1 ハレルヤ。わたしたちの神をほめ歌うのはいかに喜ばしく/神への賛美はいかに美しく快いことか。

2 主はエルサレムを再建し/イスラエルの追いやられた人々を集めてくださる。

3 打ち砕かれた心の人々を癒し/その傷を包んでくださる。

4 主は星に数を定め/それぞれに呼び名をお与えになる。

5 わたしたちの主は大いなる方、御力は強く/英知の御業は数知れない。

6 主は貧しい人々を励まし/逆らう者を地に倒される。

7 感謝の献げ物をささげて主に歌え。

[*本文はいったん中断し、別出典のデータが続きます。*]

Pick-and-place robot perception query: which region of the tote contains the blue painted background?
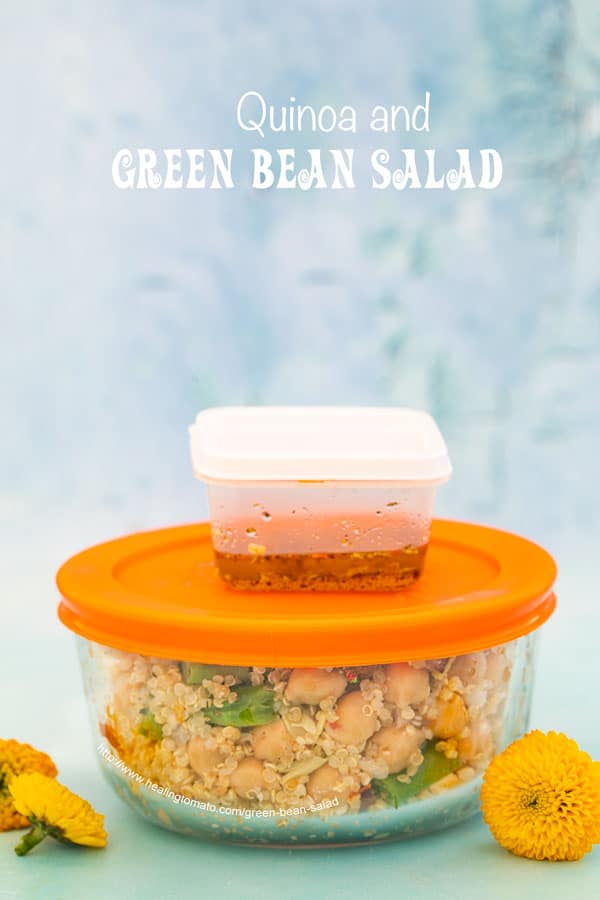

竪琴に合わせてわたしたちの神にほめ歌をうたえ。

8 主は天を雲で覆い、大地のために雨を備え/山々に草を芽生えさせられる。

9 獣や、烏のたぐいが求めて鳴けば/食べ物をお与えになる。

10 主は馬の勇ましさを喜ばれるのでもなく/人の足の速さを望まれるのでもない。

11 主が望まれるのは主を畏れる人/主の慈しみを待ち望む人。

12 エルサレムよ、主をほめたたえよ/シオンよ、あなたの神を賛美せよ。

13 主はあなたの城門のかんぬきを堅固にし/あなたの中に住む子らを祝福してくださる。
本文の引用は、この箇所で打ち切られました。